I’m inclined to think that the Oregon AG reached the right result: Public housing is a home as well as a government building, and government control over people’s exercise of their constitutional rights in their homes — as a condition of getting a benefit that may often be economically necessary for them — is an especially serious burden. Indeed, even the case that allowed some restrictions of rights in the home as a condition of an economically necessary benefit, Wyman v. James (1971), stressed the narrowness of the intrusion: The case held that the Fourth Amendment did not bar a policy under which welfare recipients had to allow home visits by case workers; but the Court stressed that the nature of the “search” was quite limited, with the case worker limited to seeing what can be seen in plain view, rather than “snooping.” I doubt that this could be properly extended to a categorical prohibition on the exercise of all of one’s Second Amendment rights in one’s home.
Nonetheless, the analysis has to be more careful than what the Oregon opinion offers, precisely because the precedents on whether “the government may … condition entitlement to public benefits, whether gratuitous or not, upon the waiver of constitutional rights that the government could not abridge by direct action” are so mixed.
For citations to some of the sources mentioned above, see my Implementing the Right to Keep and Bear Arms article, pp. 1529-33.

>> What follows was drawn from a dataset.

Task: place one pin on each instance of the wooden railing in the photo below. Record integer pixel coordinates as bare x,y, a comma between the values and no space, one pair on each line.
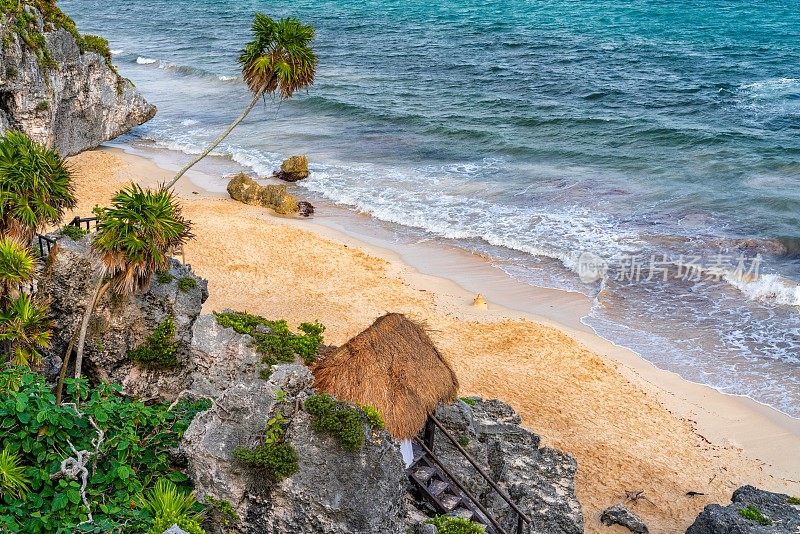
428,438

Here, by the way, is an excerpt from the Complaint, which tells a pretty compelling story:
[2.] Plaintiff N. DOE, filing anonymously, is a resident of Auburn Terrace, a public housing facility in East St. Louis, Illinois, administered by the East St. Louis Housing Authority. She is a customer service representative for a medical supply distributor, who due to health issues of her family and herself, became in need of governmental assistance in the form of subsidized housing. She has a valid Illinois FOID card, and has trained and educated in the safe use of firearms. She wishes to possess a handgun in her residence for self-defense, and did at one point, but has been forced to refrain from doing so due to the threat of losing her subsidized housing. At the present time, she resides with her two teenage children in her residence….
[6.] N. DOE has an ex-husband who was incarcerated for murder. He was released on probation, and during that time was violently abusive to N. DOE on multiple occasions, including choking her to unconsciousness, and beating her so badly that she had internal bleeding. He threatened, on multiple occasions, to kill N. DOE and her two children if she ended her relationship with him. As a result of this violence, he was returned to prison with his probation revoked. He has since been released, and N. DOE has recently received word that he is still “very angry” with her and is looking for her.

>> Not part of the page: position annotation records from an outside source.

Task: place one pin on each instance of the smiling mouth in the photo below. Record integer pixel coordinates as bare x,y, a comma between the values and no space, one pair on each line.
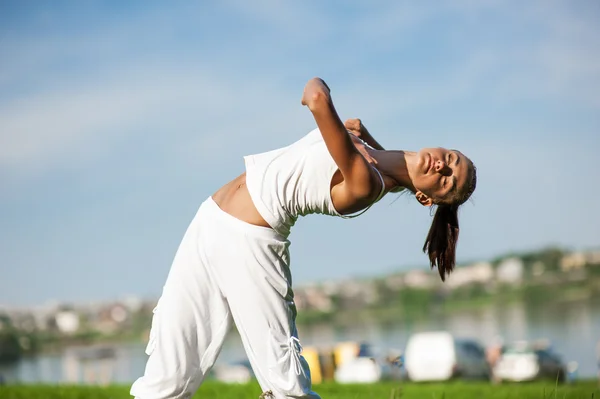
429,163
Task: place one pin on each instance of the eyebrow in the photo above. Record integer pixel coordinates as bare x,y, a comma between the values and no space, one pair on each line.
457,157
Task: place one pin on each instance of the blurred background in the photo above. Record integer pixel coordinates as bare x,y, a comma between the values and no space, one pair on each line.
117,119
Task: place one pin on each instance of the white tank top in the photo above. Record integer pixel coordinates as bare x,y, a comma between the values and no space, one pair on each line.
294,181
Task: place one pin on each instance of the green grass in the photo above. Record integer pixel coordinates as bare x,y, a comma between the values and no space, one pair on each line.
388,390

[7.] Further, in January, 2017, N. DOE was beaten and raped in her home by a family acquaintance, who decided that since N. DOE was suffering from a hand injury, that she was unable to fight back. During the rape, N. DOE was able to call for help from her children, who stopped the attack by threatening to brandish the firearm, that at the time was in the residence, at the attacker and getting the attacker to leave N. DOE’s residence.

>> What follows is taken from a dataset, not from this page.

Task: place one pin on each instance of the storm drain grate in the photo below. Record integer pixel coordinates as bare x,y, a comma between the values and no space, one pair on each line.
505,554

[8.] On two occasions, N. DOE has to call the police due to shootings in nearby residences. Shootings are common enough to be called routine in the subject ESLHA property….
[17.] Section IX.(p) of the ESLHA Lease, entitled “RESIDENT’S OBLIGATIONS,” requires that N. DOE is “[n]ot to display, use, or possess or allow members of [DOE’s] household or guests to display, use, or possess any firearms, (operable or inoperable) … anywhere in the unit or elsewhere on the property of the Authority.”
[18.] Section XI.E. of the ESLHA Lease, entitled “SPECIAL INSPECTIONS,” states that “ESLHA staff may conduct a special inspection for any of the following reasons: … Suspected lease violation.”